The revelation doesn’t have any impact. I am dead inside. “Okay, thanks.”
“And you wanted to know about the woman, yeah?”
I’d forgotten. “Yes. Right.” My muscles tighten even though I know that she can’t have been me. Dr. Frankel assured me that I wouldn’t forget anything life-changing. Learning that my husband had a gay lover would certainly register on the earth-shattering meter.
“I’d never seen her before,” the bartender says. “I remember her being really striking though. She was tall, maybe in her thirties.”
I stare at the concrete wall beyond the windshield and flip through my mental database of Nick’s dates. They were all striking and tall, at least compared to him.
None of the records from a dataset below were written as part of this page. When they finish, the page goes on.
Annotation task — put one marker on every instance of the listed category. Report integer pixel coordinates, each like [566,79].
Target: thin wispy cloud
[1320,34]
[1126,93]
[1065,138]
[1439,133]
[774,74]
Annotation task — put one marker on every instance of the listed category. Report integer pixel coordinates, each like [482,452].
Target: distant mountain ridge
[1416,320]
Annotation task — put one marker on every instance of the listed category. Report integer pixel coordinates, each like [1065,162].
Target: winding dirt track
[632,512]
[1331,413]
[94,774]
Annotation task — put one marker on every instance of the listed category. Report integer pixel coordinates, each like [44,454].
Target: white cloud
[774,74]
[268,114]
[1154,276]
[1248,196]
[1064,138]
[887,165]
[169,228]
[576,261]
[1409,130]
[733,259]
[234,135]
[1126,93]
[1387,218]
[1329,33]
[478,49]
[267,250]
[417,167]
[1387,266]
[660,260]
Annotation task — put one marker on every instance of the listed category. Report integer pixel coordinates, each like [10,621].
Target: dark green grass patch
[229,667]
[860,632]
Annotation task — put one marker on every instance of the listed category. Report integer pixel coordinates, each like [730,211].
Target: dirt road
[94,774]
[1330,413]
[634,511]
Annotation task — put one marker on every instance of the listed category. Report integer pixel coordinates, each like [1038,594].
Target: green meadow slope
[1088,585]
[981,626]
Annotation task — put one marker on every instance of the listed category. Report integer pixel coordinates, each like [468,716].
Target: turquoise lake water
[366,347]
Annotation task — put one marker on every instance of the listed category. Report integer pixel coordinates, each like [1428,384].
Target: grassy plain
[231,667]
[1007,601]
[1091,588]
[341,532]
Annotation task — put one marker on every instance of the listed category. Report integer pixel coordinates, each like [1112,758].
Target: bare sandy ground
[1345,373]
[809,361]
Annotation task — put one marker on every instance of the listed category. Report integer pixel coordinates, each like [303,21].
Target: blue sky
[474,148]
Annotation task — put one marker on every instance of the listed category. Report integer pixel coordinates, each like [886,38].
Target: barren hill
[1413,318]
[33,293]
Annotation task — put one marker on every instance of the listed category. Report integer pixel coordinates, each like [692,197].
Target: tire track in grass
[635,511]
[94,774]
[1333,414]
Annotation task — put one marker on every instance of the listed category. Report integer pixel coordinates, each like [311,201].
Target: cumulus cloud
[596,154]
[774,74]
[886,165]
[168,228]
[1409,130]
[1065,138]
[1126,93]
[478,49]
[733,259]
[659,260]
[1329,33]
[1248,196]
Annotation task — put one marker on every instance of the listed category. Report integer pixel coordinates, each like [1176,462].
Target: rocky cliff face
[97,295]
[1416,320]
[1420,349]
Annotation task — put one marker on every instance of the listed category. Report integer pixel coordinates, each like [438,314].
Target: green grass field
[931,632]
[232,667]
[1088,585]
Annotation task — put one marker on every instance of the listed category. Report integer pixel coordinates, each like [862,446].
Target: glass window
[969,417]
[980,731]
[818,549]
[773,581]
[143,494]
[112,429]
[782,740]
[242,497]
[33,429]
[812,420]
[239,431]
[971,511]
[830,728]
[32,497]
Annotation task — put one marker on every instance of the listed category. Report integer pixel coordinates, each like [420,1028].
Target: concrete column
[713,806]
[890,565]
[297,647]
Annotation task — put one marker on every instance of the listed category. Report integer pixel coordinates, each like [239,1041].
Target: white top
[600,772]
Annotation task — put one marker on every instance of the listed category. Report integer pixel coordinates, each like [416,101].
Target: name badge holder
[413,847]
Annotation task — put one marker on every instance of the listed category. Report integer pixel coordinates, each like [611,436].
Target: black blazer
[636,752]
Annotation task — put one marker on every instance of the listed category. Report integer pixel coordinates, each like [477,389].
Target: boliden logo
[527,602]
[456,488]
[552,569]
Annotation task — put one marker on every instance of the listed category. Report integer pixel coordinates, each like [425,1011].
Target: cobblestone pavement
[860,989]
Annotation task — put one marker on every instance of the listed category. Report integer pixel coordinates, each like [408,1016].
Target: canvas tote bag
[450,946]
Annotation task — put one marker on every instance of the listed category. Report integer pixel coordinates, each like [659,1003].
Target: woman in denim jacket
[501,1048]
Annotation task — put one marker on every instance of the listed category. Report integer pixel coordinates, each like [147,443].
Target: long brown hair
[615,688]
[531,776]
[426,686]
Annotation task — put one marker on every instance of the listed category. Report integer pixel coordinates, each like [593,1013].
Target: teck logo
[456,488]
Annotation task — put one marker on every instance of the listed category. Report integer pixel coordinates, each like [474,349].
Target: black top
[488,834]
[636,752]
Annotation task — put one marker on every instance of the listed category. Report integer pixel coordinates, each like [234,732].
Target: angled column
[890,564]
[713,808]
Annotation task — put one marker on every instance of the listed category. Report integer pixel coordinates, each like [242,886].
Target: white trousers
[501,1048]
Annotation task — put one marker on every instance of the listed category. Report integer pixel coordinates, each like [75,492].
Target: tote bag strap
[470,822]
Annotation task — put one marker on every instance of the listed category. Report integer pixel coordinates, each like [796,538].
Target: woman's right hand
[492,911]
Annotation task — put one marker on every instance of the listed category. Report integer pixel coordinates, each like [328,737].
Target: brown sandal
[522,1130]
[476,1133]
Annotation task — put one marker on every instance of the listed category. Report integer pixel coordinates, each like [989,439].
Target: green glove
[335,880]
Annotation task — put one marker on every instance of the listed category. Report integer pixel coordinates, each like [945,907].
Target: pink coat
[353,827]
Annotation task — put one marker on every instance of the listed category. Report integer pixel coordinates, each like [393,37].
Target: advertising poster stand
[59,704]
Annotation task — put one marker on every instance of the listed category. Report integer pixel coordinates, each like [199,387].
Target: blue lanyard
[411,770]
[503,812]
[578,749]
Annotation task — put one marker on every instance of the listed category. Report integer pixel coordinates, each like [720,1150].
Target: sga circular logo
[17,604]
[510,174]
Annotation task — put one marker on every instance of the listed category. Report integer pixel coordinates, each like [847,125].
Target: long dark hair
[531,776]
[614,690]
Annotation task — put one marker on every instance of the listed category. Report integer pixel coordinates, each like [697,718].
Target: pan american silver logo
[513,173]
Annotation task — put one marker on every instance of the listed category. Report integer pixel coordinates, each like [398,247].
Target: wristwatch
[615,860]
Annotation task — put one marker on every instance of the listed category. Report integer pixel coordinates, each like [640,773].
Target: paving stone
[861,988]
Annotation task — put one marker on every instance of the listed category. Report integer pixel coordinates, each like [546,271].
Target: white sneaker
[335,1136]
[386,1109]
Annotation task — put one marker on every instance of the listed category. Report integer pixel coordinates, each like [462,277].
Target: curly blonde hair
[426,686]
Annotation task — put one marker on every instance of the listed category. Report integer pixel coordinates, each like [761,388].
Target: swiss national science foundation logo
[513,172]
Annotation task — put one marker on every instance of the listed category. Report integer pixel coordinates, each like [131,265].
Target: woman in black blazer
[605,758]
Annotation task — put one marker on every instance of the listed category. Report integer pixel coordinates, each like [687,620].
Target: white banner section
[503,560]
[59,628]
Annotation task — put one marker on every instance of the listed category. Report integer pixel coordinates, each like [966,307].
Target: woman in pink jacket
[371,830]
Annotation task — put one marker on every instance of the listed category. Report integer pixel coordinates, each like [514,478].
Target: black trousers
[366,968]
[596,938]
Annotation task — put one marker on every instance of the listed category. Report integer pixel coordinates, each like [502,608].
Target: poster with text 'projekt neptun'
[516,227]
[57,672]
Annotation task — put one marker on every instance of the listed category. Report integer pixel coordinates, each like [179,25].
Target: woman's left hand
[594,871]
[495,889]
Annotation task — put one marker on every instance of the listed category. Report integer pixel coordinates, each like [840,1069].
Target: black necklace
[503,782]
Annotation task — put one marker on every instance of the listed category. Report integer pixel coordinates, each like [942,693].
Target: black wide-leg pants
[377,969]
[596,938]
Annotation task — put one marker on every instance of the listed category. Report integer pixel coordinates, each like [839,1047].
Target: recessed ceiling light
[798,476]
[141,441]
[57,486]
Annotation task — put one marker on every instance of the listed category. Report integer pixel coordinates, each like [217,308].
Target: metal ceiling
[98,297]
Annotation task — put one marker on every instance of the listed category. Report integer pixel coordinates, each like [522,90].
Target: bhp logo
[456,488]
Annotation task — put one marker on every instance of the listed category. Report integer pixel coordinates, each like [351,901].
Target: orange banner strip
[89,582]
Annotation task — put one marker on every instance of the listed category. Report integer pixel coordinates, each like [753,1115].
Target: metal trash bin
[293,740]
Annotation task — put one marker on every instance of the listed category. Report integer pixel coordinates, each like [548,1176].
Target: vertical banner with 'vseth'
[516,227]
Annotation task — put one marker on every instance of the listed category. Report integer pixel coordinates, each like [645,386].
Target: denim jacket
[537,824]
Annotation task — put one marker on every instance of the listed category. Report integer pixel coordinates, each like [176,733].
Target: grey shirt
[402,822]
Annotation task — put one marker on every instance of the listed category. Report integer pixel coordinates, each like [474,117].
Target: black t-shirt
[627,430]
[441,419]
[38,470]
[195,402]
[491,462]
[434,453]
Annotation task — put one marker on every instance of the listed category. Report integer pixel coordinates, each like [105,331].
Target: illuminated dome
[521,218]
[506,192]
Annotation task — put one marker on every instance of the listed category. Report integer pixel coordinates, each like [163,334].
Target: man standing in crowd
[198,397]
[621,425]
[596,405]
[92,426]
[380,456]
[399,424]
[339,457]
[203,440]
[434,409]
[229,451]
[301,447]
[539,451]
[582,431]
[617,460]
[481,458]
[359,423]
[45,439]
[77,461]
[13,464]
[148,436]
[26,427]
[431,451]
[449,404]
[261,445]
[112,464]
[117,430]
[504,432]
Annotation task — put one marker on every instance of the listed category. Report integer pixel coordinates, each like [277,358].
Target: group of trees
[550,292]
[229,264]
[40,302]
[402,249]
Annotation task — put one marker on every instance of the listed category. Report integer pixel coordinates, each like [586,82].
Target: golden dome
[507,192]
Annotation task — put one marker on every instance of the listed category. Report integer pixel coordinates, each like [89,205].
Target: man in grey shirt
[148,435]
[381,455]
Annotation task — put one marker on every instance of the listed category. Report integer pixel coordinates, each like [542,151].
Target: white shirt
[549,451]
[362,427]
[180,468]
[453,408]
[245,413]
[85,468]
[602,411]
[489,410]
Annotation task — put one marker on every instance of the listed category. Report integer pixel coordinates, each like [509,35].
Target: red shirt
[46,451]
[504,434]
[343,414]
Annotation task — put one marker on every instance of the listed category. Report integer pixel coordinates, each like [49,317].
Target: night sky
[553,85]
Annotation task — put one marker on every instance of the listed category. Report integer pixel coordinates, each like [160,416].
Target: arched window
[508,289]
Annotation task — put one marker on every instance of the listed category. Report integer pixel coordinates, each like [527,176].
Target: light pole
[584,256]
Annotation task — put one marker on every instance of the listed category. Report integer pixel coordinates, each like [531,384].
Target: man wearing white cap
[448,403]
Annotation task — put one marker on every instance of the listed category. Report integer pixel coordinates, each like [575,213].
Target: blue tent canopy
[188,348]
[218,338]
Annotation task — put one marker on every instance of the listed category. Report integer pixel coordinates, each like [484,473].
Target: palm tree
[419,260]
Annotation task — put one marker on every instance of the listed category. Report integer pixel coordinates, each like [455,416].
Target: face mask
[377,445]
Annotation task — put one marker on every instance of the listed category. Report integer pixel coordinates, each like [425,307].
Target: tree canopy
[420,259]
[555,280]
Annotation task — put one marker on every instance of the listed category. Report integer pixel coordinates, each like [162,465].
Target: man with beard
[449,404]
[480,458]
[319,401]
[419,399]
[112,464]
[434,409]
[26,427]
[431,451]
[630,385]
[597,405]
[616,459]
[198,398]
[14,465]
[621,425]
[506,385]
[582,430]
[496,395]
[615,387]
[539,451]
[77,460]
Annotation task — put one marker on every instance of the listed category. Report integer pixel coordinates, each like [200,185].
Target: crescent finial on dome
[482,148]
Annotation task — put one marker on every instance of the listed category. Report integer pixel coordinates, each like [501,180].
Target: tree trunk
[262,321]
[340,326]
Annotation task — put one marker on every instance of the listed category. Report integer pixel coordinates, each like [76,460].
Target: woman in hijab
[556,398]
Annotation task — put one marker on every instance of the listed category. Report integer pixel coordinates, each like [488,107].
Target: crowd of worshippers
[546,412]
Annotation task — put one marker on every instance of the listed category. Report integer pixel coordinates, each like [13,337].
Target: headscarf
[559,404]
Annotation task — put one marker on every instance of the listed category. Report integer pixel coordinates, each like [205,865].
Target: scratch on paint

Most of the women were probably in their twenties rather than in their thirties. But Botox and alcohol can blur the difference.
“Anything else you can tell me about her?”
“Yeah. She had red hair. Not that brick color like everyone is dyeing it now, more like reddish orange. Ginger, I guess. Natural like.”
I exhale, a long drawn-out whoosh like the breathing exercise at the end of a tough gym class. Though I didn’t believe I was the woman in the bar, it feels good to have confirmation. In no world would I ever be described as a natural redhead.
“And freckles. Lots of them. Cheeks. Forehead. Everywhere.”
My relief vanishes. Natural redheaded women with freckles are rarities, like white peacocks or black swans. I’m sure that I know the only one in the world who would be furious at seeing Nick and David together, who would want to break up their relationship at any cost.
I turn the key in the ignition. Chris is my best friend. She’s always taken care of me. She’s always said that she’d do anything for me.
I never thought that meant murder.
Chapter 17
Tyler is not happy to see me. He opens his apartment door with a tight-lipped smile appropriate for a funeral and doesn’t welcome me in, despite the baby carriage at my side. “Beth, you’re here. Is everything okay?”
I dab at my dry eyes. “Jake was home when I got there. He’s in a rage about the police coming to the house this morning. I’m sorry. I needed to get out. I told him I was taking Vicky for a walk, but it’s too hot to stay outside for long, and I’m afraid to go back to our apartment . . .”
I trail off and stare up at him. His lips are parted. The invitation is right there on the tip of his tongue. I only need to coax it out.
“I am trying to come up with an excuse to go to my mother’s, but she’s still at work, and she’s not answering her phone.” Again, I pretend to fight tears.